NEAT1 (MENε/β, VINC)

Function as an architectural component of paraspeckles

The NEAT1_1 and NEAT1_2 (nuclear-enriched abundant transcript 1_1 and 2), also referred to as MENε/β (multiple endocrine neoplasia ε/β) or VINC (virus-induced non-coding transcript), is expressed from a single promoter as two transcripts that differ only at their 3′-ends. The polyadenylated short transcript, NEAT1_1 (MENε/VINC), is 3.7 kb in human and 3.2 kb in mice, and the non-polyadenylated long transcript, NEAT1_2 (MENβ), is 23 kb in human and 20 kb in mice (Guru et al. 1997; Sasaki et al. 2009). The 3′-end of NEAT1_2 is generated by RNase P cleavage near a tRNA-like structure located downstream of the cleavage site. The cleaved 3′-fragment is then processed by RNase Z to produce a highly unstable tRNA-like small RNA (Sunwoo et al. 2009). Whereas NEAT1_1 is highly and widely expressed in different mammalian tissues, the expression of NEAT1_2 is restricted to particular populations of cells (Hutchinson et al. 2007; Nakagawa et al. 2011).

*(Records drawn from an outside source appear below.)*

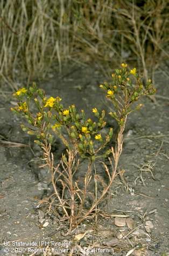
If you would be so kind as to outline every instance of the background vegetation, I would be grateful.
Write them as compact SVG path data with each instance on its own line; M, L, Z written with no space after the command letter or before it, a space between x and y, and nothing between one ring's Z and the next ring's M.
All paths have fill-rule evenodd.
M168 57L168 0L1 0L0 78L12 90L65 61L137 62L153 76ZM116 64L117 66L117 64Z

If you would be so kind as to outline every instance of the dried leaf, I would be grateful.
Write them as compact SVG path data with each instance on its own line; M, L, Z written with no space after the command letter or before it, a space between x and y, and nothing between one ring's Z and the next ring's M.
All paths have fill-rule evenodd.
M78 241L80 241L81 239L83 238L83 237L85 236L87 232L84 232L81 234L78 234L76 235L74 238L74 240L75 241L78 242Z
M126 224L126 218L116 217L115 218L115 224L117 227L124 227Z
M133 229L133 220L131 218L128 218L126 219L126 224L130 230L131 230Z

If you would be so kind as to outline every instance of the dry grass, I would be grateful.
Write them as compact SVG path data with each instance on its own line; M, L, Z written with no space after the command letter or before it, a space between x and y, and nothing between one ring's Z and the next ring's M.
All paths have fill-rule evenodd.
M61 71L65 60L94 62L104 72L115 59L137 60L146 78L168 57L168 3L139 2L2 0L1 82L13 90L54 65Z

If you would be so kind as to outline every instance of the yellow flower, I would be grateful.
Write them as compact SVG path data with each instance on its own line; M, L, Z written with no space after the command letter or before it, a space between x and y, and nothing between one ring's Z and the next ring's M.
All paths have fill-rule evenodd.
M56 128L58 128L60 126L61 126L61 124L56 123L54 125L52 125L51 128L52 130L54 130Z
M37 119L38 120L40 120L41 119L41 118L43 118L43 116L42 116L42 114L41 113L40 113L40 112L39 112L39 113L37 113Z
M97 109L96 109L96 107L95 107L94 109L93 109L92 112L93 112L93 113L97 113Z
M27 90L26 89L26 88L25 88L24 87L23 87L23 88L19 89L17 92L13 93L13 95L14 96L19 96L19 95L25 93L27 92Z
M102 136L101 136L101 134L98 134L96 135L95 138L96 139L100 140L100 139L101 139Z
M27 111L27 106L26 105L26 102L24 102L22 104L22 105L19 106L18 106L18 110L23 110L24 112L26 112Z
M65 109L65 110L64 110L63 111L64 116L68 116L69 113L69 111L68 109Z
M54 98L53 97L50 97L50 98L49 98L47 100L46 102L46 104L45 105L44 107L52 107L55 102L56 102L56 100L57 100L56 98Z
M114 92L113 91L111 91L111 90L108 90L108 94L109 95L113 95L114 94Z
M89 132L90 132L89 131L87 130L87 127L85 126L83 126L82 127L82 132L84 133L88 133Z
M128 65L126 64L125 64L125 63L122 63L121 66L122 66L122 68L126 68Z
M131 74L132 74L132 75L136 75L136 68L135 68L133 69L131 69L130 71L130 73Z
M57 100L58 102L60 102L60 100L61 100L61 98L60 98L60 97L57 97L56 100Z

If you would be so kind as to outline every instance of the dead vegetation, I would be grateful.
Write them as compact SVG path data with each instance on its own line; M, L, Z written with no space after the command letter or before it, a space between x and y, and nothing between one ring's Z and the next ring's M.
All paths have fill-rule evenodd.
M2 0L1 82L13 90L65 60L94 61L104 73L114 59L137 61L147 79L168 57L168 10L164 0Z

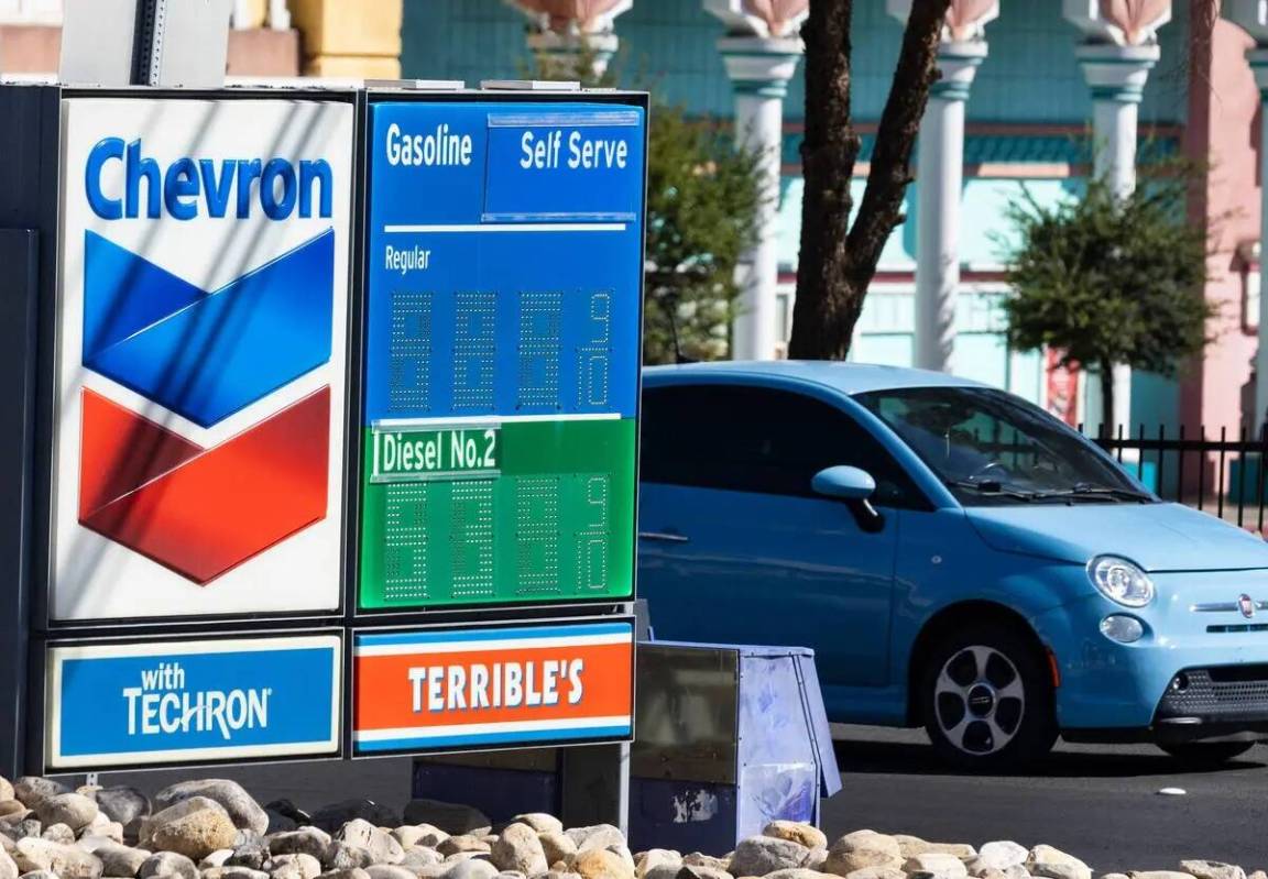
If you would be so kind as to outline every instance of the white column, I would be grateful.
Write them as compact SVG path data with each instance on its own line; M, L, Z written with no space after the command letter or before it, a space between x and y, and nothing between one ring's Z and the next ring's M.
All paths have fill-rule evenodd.
M560 34L554 30L541 30L529 34L529 49L547 62L548 70L569 73L576 68L582 52L588 52L591 70L596 80L607 72L607 65L616 54L619 46L620 39L614 33Z
M985 57L985 41L943 42L938 49L942 77L929 90L921 120L915 160L915 366L924 370L954 371L964 105Z
M1136 189L1136 127L1140 99L1150 68L1158 63L1155 44L1087 43L1075 52L1092 89L1093 174L1120 198ZM1101 386L1087 383L1085 424L1101 429ZM1113 433L1131 431L1131 367L1113 370Z
M1250 71L1259 86L1259 348L1255 351L1255 410L1250 428L1259 428L1268 419L1268 48L1246 52Z
M588 53L595 79L607 72L620 39L615 33L619 15L634 0L605 0L585 4L572 0L506 0L529 18L529 49L548 70L571 76L582 53Z
M718 41L735 91L735 139L758 157L757 232L737 271L738 314L732 323L734 360L773 360L779 339L779 250L775 239L784 148L784 96L801 58L790 37L723 37Z

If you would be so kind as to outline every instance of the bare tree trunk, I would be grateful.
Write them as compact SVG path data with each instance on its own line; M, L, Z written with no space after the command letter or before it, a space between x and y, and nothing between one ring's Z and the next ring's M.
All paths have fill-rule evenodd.
M1101 364L1101 436L1112 437L1113 423L1113 364Z
M789 356L839 360L880 252L902 222L912 146L937 79L938 42L950 0L913 0L889 99L881 113L867 187L853 225L850 180L860 139L850 110L852 0L810 0L805 43L805 139L801 143L801 253Z

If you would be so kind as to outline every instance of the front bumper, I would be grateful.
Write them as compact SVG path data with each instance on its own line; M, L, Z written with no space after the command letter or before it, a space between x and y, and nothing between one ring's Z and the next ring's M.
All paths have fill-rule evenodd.
M1110 613L1087 597L1032 622L1056 657L1056 713L1078 741L1194 741L1268 736L1268 631L1221 631L1226 621L1188 604L1132 613L1145 636L1130 645L1099 632ZM1245 622L1245 621L1243 621Z

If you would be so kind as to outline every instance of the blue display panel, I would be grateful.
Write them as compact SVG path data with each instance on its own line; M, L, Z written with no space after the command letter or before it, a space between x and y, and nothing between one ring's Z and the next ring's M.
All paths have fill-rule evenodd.
M644 114L370 108L365 424L633 418Z
M55 645L44 762L335 756L341 655L336 633Z

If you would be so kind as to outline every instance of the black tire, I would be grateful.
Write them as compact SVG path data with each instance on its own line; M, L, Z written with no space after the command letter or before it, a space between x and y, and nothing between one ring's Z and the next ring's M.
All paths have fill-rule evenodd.
M1212 769L1255 746L1255 742L1175 742L1159 745L1186 769Z
M919 686L929 741L957 769L1013 771L1056 742L1051 671L1026 633L984 623L950 632L929 650Z

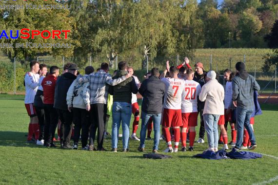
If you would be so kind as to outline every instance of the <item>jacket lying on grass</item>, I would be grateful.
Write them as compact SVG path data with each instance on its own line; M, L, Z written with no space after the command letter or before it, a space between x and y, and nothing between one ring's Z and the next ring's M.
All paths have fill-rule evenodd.
M261 158L262 155L259 153L251 152L246 151L236 151L233 148L230 152L227 152L224 150L220 150L215 152L212 151L205 151L203 153L200 153L194 155L193 157L207 159L253 159Z

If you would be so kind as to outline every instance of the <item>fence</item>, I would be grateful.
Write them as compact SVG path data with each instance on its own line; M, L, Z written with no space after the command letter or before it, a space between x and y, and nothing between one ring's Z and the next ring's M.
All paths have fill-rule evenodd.
M208 71L209 70L213 70L216 71L216 72L218 72L220 74L221 74L223 71L228 68L231 69L231 70L234 71L235 66L240 58L242 58L242 61L243 61L246 65L246 68L247 71L252 75L253 75L259 84L261 86L261 87L265 87L264 90L266 90L268 92L272 91L277 86L277 78L276 75L273 75L273 74L266 74L263 73L261 70L261 67L262 66L264 61L261 58L261 57L254 57L254 56L248 56L244 55L241 56L237 56L234 57L228 57L228 56L215 56L212 54L207 55L198 55L196 56L194 58L190 59L190 63L191 67L194 67L194 64L198 62L201 62L203 63L204 67L206 71ZM101 57L100 56L97 56L93 57L92 56L88 56L87 59L87 62L85 62L82 67L79 69L82 71L84 70L84 67L87 65L93 66L95 69L100 67L100 64L103 62L108 62L108 59L107 57ZM114 70L117 69L118 63L118 62L122 60L126 61L129 65L132 66L135 70L135 74L137 75L139 79L142 80L143 79L143 75L144 74L148 72L153 67L158 67L159 70L163 70L165 68L165 61L167 60L170 61L170 65L178 65L179 64L181 63L183 60L183 57L179 55L176 55L174 56L171 56L169 57L159 57L158 56L155 59L150 59L148 57L147 63L147 69L145 70L141 70L141 62L142 58L138 58L134 56L122 56L119 55L114 60L114 65L113 68L112 68L111 70ZM20 79L21 75L17 74L16 73L19 73L18 69L17 68L22 68L22 67L20 65L20 63L17 61L16 58L14 58L13 62L12 63L9 62L8 65L10 65L8 68L8 72L9 73L12 73L13 78L12 79L9 77L9 80L12 80L13 81L13 88L11 90L10 87L9 88L6 88L3 89L0 87L0 92L3 92L7 91L12 92L14 93L16 93L17 91L22 91L24 90L24 87L21 87L20 84L21 84L21 81L22 81L22 84L23 84L23 76L22 79ZM57 65L60 67L62 67L64 64L69 62L73 62L71 58L66 58L63 56L60 56L54 57L52 56L38 56L37 58L37 60L40 63L45 63L48 66L51 66L52 65ZM11 71L10 66L12 65L13 67L13 71L12 72ZM0 66L0 68L1 66ZM25 68L23 67L23 69L20 70L20 73L22 73L22 71L25 72L28 70L28 64L25 65ZM24 74L23 74L24 75ZM221 84L224 84L224 80L223 78L222 75L220 75L219 82ZM273 77L272 78L272 77ZM17 78L20 78L20 79L17 79ZM3 82L6 83L6 82ZM266 84L267 86L266 86ZM8 84L8 86L10 86L10 83ZM2 86L4 86L5 85L2 85ZM9 91L8 91L9 90ZM276 91L275 91L275 93L276 93Z

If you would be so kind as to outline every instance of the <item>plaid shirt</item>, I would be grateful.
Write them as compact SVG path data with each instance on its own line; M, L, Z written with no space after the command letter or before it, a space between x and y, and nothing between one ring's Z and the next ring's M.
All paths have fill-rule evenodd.
M249 75L246 80L236 76L232 82L233 101L237 101L237 107L254 108L254 91L259 91L259 85L254 77Z
M87 76L81 77L81 75L79 75L77 78L77 80L79 84L90 82L90 104L107 104L109 89L108 85L115 86L125 79L124 76L113 79L110 74L102 70Z

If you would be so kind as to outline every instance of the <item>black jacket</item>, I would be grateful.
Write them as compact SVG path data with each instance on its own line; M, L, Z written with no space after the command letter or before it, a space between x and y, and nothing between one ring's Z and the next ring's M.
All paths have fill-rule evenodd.
M127 74L126 71L118 71L113 79L119 78ZM127 79L114 86L109 86L109 92L113 95L113 102L126 102L131 104L132 92L137 94L138 88L133 77Z
M151 76L144 80L139 89L143 96L142 111L149 114L162 113L165 89L164 83L157 77Z
M54 108L62 110L67 110L67 92L68 90L76 78L76 76L70 73L66 73L58 78L55 86L54 95Z

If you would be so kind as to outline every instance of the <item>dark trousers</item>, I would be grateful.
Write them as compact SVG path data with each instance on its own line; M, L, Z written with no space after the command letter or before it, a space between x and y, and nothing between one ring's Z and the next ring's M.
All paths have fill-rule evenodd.
M85 109L73 108L73 123L74 124L73 141L75 143L78 143L80 137L80 131L81 130L81 142L82 148L86 147L87 144L89 119L89 112Z
M36 112L39 119L39 125L40 125L40 136L39 136L39 141L43 139L44 123L45 119L44 118L44 110L43 109L40 108L38 107L35 107Z
M200 130L199 130L199 137L204 139L205 137L205 125L204 124L204 119L203 119L203 109L201 109L200 112Z
M90 144L94 145L98 129L98 148L101 149L103 144L103 133L107 105L102 103L91 105L90 116L92 125L90 129Z
M57 111L53 107L53 104L44 104L44 142L47 145L53 142L59 116Z
M73 127L72 123L73 114L68 110L58 109L59 117L61 120L60 128L60 138L61 145L70 145L71 130Z

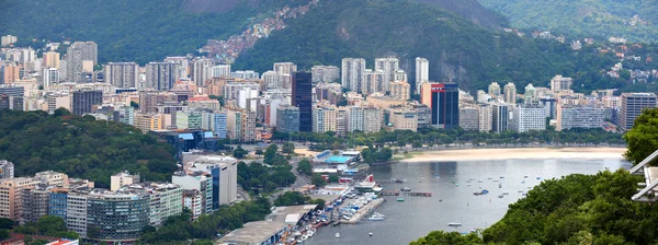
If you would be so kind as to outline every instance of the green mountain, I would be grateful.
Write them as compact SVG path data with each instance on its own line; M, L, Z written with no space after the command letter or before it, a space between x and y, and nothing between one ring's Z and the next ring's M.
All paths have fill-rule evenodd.
M514 27L548 30L578 37L658 40L654 0L479 0Z
M599 71L613 66L614 55L593 48L572 51L555 40L521 38L499 33L439 7L405 0L320 1L306 15L288 22L236 60L236 69L270 70L272 62L293 61L300 69L340 66L343 57L397 56L413 80L416 57L430 60L430 80L456 81L475 92L492 81L546 86L555 74L575 75L577 89L621 88Z
M242 32L252 18L305 0L4 0L0 34L32 39L94 40L100 62L145 63L194 52L207 39ZM208 13L194 13L194 12ZM215 13L218 12L218 13Z

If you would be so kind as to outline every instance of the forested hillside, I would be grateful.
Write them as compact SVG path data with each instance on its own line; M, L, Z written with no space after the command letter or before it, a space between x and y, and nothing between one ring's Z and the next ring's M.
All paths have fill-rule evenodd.
M194 52L207 39L242 32L251 18L305 0L241 0L223 13L185 11L205 8L194 2L198 1L4 0L0 34L18 36L21 46L31 45L32 39L94 40L100 62L144 65Z
M405 0L321 1L290 26L263 39L237 59L236 69L266 71L272 62L293 61L300 69L340 66L344 57L397 56L413 80L416 57L430 60L430 80L455 81L475 93L490 82L547 86L555 74L580 77L575 89L623 88L625 81L600 71L619 61L595 47L574 51L552 39L522 38L485 30L438 7Z
M54 116L0 110L0 160L13 162L16 176L57 171L103 187L121 171L167 180L177 170L175 149L133 126L70 116L66 109Z
M654 0L479 0L514 27L548 30L567 36L658 40Z

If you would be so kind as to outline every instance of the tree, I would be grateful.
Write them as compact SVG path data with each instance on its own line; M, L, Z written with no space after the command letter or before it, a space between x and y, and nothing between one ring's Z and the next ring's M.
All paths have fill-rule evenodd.
M249 152L247 152L245 149L242 149L242 145L238 145L236 148L236 150L234 150L234 156L236 159L243 159L245 155L247 155Z
M281 148L281 151L288 155L293 154L295 153L295 144L293 142L285 142Z
M321 175L319 174L315 174L313 175L313 178L310 179L310 183L313 185L315 185L316 187L324 187L327 185L327 179L325 179Z
M628 150L624 158L637 164L658 150L658 108L644 109L633 128L624 135ZM656 161L651 162L656 165Z
M299 172L299 174L310 176L313 174L313 165L310 164L310 161L308 161L307 159L303 159L302 161L299 161L299 163L297 164L297 172Z
M340 177L338 177L338 175L329 175L329 183L338 183L340 180Z

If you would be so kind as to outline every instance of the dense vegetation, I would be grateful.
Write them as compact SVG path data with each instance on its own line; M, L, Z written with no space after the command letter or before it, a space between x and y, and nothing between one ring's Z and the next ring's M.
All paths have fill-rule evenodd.
M353 132L344 137L334 137L333 132L274 132L274 140L298 140L309 141L311 150L344 150L358 145L363 147L408 147L423 148L434 145L465 144L476 145L524 145L532 143L565 145L567 143L578 144L624 144L621 133L606 132L603 129L570 129L563 131L529 131L501 133L466 131L463 129L435 129L420 128L418 132L410 130L378 131L378 132Z
M549 30L580 37L621 36L633 42L658 40L658 9L651 0L479 1L507 15L514 27ZM640 21L632 25L635 15Z
M656 124L658 109L645 110L624 137L632 162L658 149ZM483 238L432 232L412 244L656 244L658 206L631 200L639 182L625 170L547 179L510 205Z
M197 241L197 244L201 244L214 240L217 234L224 235L227 231L242 228L247 222L263 220L270 212L270 201L264 198L220 207L212 214L202 214L195 221L191 221L189 211L185 211L181 215L167 219L157 231L154 228L145 229L140 243L184 244L189 240L204 240Z
M127 170L144 180L168 180L177 170L175 149L133 126L91 116L0 110L0 159L14 163L16 176L56 171L110 186Z
M229 12L188 13L181 10L183 1L8 0L2 1L0 33L18 36L20 46L33 47L32 39L94 40L100 62L134 60L144 65L194 52L208 39L241 33L251 18L304 2L240 0Z
M606 79L602 69L619 61L585 46L574 51L553 39L522 38L485 30L430 4L406 0L320 1L290 27L256 44L235 63L236 69L270 70L272 62L293 61L299 69L339 66L344 57L397 56L413 80L416 57L430 61L430 80L455 81L475 93L492 81L510 81L521 91L527 83L547 86L556 74L574 77L574 89L591 91L632 84Z

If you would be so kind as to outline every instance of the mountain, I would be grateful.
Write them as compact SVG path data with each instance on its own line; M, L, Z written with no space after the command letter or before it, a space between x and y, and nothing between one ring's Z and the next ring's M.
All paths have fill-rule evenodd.
M658 40L654 0L479 0L510 19L514 27L548 30L577 37Z
M507 19L499 13L483 7L477 0L412 0L420 3L433 4L449 12L486 27L498 28L507 26Z
M593 48L574 52L555 40L489 31L430 4L332 0L320 1L285 30L257 43L234 68L262 72L271 70L272 62L293 61L299 69L310 69L340 66L344 57L365 58L372 68L375 57L385 56L398 57L410 81L413 59L428 58L430 80L460 82L473 93L494 81L514 82L519 91L527 83L546 86L555 74L598 72L602 62L614 65L613 56L599 55ZM577 89L608 85L595 82L577 82Z
M146 63L194 52L207 39L240 33L252 18L294 2L304 0L4 0L0 34L34 47L94 40L101 62Z

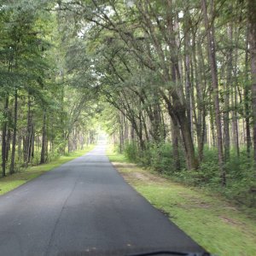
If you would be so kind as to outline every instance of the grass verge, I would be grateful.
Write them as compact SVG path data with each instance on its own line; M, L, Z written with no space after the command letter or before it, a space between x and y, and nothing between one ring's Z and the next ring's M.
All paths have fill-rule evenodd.
M62 164L68 162L79 156L81 156L87 152L92 150L94 145L90 145L83 150L77 150L70 153L67 155L62 155L60 158L52 160L49 163L29 166L24 171L15 172L13 175L0 178L0 195L3 195L23 183L40 176L41 174L49 172Z
M256 255L256 212L186 187L108 151L124 178L200 245L219 256Z

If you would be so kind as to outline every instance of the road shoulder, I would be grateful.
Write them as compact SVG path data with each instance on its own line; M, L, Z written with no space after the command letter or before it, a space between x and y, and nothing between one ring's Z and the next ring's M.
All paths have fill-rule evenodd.
M227 256L255 253L256 220L252 216L217 195L173 183L122 157L108 156L137 191L207 251Z

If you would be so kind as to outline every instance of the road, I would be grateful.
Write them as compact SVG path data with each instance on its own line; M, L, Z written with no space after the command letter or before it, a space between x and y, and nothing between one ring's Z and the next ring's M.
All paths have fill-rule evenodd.
M1 255L164 248L203 251L125 183L104 145L0 196Z

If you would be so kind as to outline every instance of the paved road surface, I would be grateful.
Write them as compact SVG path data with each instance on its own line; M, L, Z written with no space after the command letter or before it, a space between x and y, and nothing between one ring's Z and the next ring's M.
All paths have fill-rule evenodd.
M203 251L124 181L104 145L0 196L0 255L158 248Z

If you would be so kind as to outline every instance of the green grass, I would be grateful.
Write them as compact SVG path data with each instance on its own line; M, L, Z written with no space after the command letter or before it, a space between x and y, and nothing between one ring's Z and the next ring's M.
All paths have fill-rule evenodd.
M221 256L256 255L255 211L239 208L219 195L125 164L125 158L119 154L108 151L108 156L143 196L210 253Z
M3 195L23 183L38 177L39 175L49 172L62 164L70 161L79 156L81 156L94 148L93 145L86 147L84 150L77 150L69 154L68 155L62 155L60 158L52 160L49 163L29 166L24 171L16 172L13 175L0 178L0 195Z

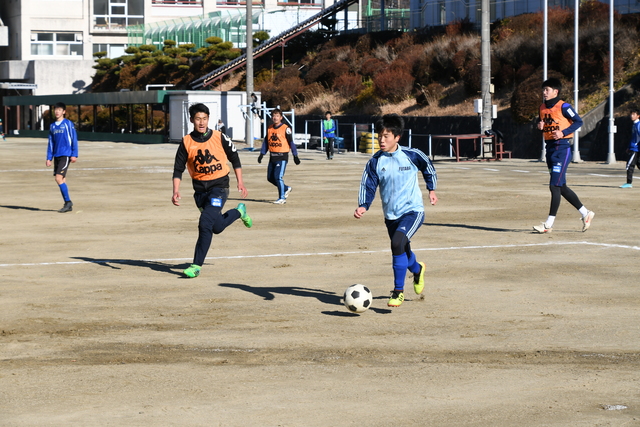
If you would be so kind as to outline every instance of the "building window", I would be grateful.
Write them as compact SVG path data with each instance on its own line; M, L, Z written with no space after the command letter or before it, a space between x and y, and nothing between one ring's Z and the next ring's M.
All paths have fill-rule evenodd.
M278 6L318 6L318 7L322 7L322 0L278 0Z
M82 54L82 33L31 33L31 55L81 57Z
M151 4L163 6L202 6L202 0L151 0Z
M247 1L246 0L217 0L216 4L220 6L236 6L237 7L237 6L246 6ZM253 0L251 4L254 6L264 6L264 1Z
M94 0L94 30L126 31L144 24L144 0Z
M124 51L127 48L126 44L99 44L93 45L93 53L107 52L107 58L119 58L126 55Z

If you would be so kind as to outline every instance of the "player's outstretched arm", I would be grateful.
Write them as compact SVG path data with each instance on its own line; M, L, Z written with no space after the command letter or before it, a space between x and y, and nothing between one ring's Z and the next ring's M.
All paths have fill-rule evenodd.
M438 203L438 196L436 196L436 192L434 190L429 191L429 201L432 205Z
M249 194L249 191L244 186L244 181L242 180L242 169L237 168L233 170L236 174L236 180L238 181L238 192L242 195L242 198L246 198Z
M180 178L173 178L173 196L171 196L171 203L176 206L180 206Z
M362 215L365 214L365 212L367 212L367 208L365 208L364 206L360 206L358 209L356 209L356 211L353 213L353 216L357 219L362 218Z

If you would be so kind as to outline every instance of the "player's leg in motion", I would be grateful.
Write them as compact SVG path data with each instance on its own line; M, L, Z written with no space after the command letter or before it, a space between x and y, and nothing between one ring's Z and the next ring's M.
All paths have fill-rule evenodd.
M69 187L67 187L67 170L69 169L70 159L69 157L57 157L54 161L54 179L60 194L64 200L64 206L58 212L69 212L73 210L73 202L69 197Z
M414 274L414 290L421 293L424 289L424 263L419 263L411 251L410 239L422 225L424 212L410 212L397 220L387 220L387 230L391 238L391 254L393 257L393 292L388 305L398 307L404 301L404 281L407 270ZM422 278L421 286L416 286ZM419 291L419 292L418 292Z
M287 162L284 160L269 162L267 167L267 180L278 189L278 200L276 202L284 202L286 199L284 195L287 190L287 186L284 184L284 172L286 169Z
M198 194L194 196L198 208L201 209L201 213L198 222L198 241L196 242L196 249L193 255L193 264L185 270L185 274L189 277L195 277L200 274L200 267L202 267L207 257L213 235L222 233L225 228L240 218L240 211L235 208L229 209L224 214L222 213L222 208L228 195L228 189L220 188L206 195ZM195 275L189 275L188 270L190 269L197 270Z

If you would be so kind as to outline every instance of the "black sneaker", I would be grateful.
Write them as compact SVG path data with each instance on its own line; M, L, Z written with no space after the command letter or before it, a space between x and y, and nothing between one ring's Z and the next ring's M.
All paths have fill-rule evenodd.
M73 210L73 202L71 200L64 202L64 206L58 212L71 212Z

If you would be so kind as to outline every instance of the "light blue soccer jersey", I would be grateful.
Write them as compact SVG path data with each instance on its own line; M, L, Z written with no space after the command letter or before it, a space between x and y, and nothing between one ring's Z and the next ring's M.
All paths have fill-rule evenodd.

NEAT1 is the architectural component of paraspeckles, which are the nuclear bodies adjacent to nuclear speckles and are found in almost all cultured cell lines examined (Fig. 1A) (Chen & Carmichael 2009; Clemson et al. 2009; Sasaki et al. 2009; Sunwoo et al. 2009). Paraspeckles contain core proteins belonging to the Drosophila Behavior Human Splicing (DBHS) family, PSPC1, SFPQ (PSF) and NONO (p54nrb) (Fox et al. 2002, 2005); these nuclear bodies are proposed to regulate the expression of Adenosine to Inosine (A-to-I) edited RNAs through nuclear retention (Figs 2A,3, and see the next paragraph). The long isoform of NEAT1, NEAT1_2, is essential for the formation of paraspeckles, whereas the short NEAT1_1 isoform plays a supplementary role, increasing the number of paraspeckles when overexpressed (Clemson et al. 2009). Among the three core DBHS proteins, only SFPQ and NONO are necessary for paraspeckle formation, whereas PSPC1 is dispensable in Hela cells (Sasaki et al. 2009). Alternatively, function of PSPC1 is redundantly supported by other members of DBHS proteins. Knocking-down NEAT1_2 causes the disintegration of paraspeckles without affecting the levels of these core protein factors (Sasaki et al. 2009). Based on such studies, the formation of paraspeckles is proposed to begin with the direct binding of NEAT1_2 to NONO and possibly SFPQ, followed by the recruitment of NEAT1_1 and PSPC1 (Sasaki et al. 2009; Souquere et al. 2010). These protein-RNA complexes are then organized to form paraspeckles, with NEAT1_1 and the 5′ and 3′ ends of NEAT1_2 arranged at the periphery and the central sequences of NEAT1_2 toward the center of paraspeckle (Souquere et al. 2010). The interactions of NEAT1 with the DBHS proteins occur near the NEAT1 locus, as a result, newly formed paraspeckles are found near the NEAT1 locus (Clemson et al. 2009). Transcriptional inhibition quickly disrupts paraspeckles and causes the protein factors to relocate to the perinucleolar cap and NEAT1 to diffuse in the nucleoplasm (Sasaki et al. 2009). In agreement with these observations, the formation of paraspeckles is coupled with the transcription of NEAT1 (Mao et al. 2010). Live-cell imaging has shown that the protein factors are recruited to the site of NEAT1 transcription, and, as the size of the newly formed paraspeckle increases, new paraspeckles bud from the original, thereby forming clusters of paraspeckles around the site of transcription (Mao et al. 2010).

Figure 3.

 Paraspeckles regulate gene expression through the nuclear retention of hyper-edited RNAs. Two transcripts are transcribed from the two promoters of the mouse CAT2 gene. The short mCAT2 mRNA is exported to the cytoplasm and is translated into mCAT2 protein. The long transcript, CTN, has an extended 3′-UTR that contains hyper-edited inverted repeats and forms hairpins recognized by the DBHS proteins within paraspeckles, leading to the retention of CTN in paraspeckles. When the cell is under stress, the CTN RNA will be cleaved and polyadenylated to produce the mCAT2 RNA, which is then released into the cytoplasm for translation into the mCAT2 protein.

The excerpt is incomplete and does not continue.